En el rincón más alejado del pueblo, Julieta se sentaba en el columpio más viejo del parque. El metal que la sostenía crujía siempre al balancearse. Había adoptado esta costumbre sin proponérselo, la soledad del ambiente combinaba con la de su interior. Buscaba la paz y allí en ese lugar encontraba lo más cercano a esa sensación.
Desde su posición el sol se tornaba anaranjado al esconderse tras las montañas, difuminando el cielo de rosados y morados. La brisa, a veces fresca y en ocasiones trayendo golpes de calor, ponía a retozar los rizos de su melena mientras los recuerdos de días pasados invadían su pensamiento sin pedir permiso.

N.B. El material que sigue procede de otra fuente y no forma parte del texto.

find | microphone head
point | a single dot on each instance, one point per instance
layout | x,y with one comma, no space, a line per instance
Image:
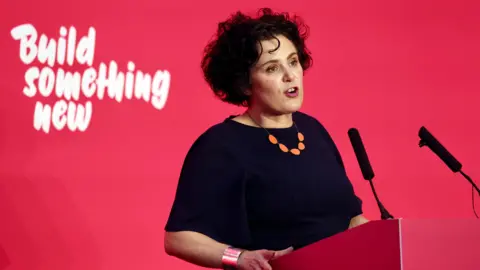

Memorias de veranos infinitos en su niñez. El calor del sol en su rostro en los días de playa, el olor a hierba cortada y la sensación de total libertad que solo la infancia nos ofrece.
Alegrías que ahora, allí sentada sintiendo cómo el atardecer se desvanecía con las sombras alargándose sobre un cielo cada vez más oscuro, solo vivían en su memoria. Emociones de un tiempo irrecuperable.
Julieta cerró sus ojos queriendo detallar mejor las imágenes, aferrándose a ellas porque lo peor no es olvidar, es que te olviden, que dejes de significar algo. Al abrirlos vió las primeras estrellas asomarse en el firmamento y supo que era hora de regresar a casa. Se levantó del columpio con un suspiro de alivio, llevando consigo la certeza de que esta vez alguien iba a encontrar su cuerpo.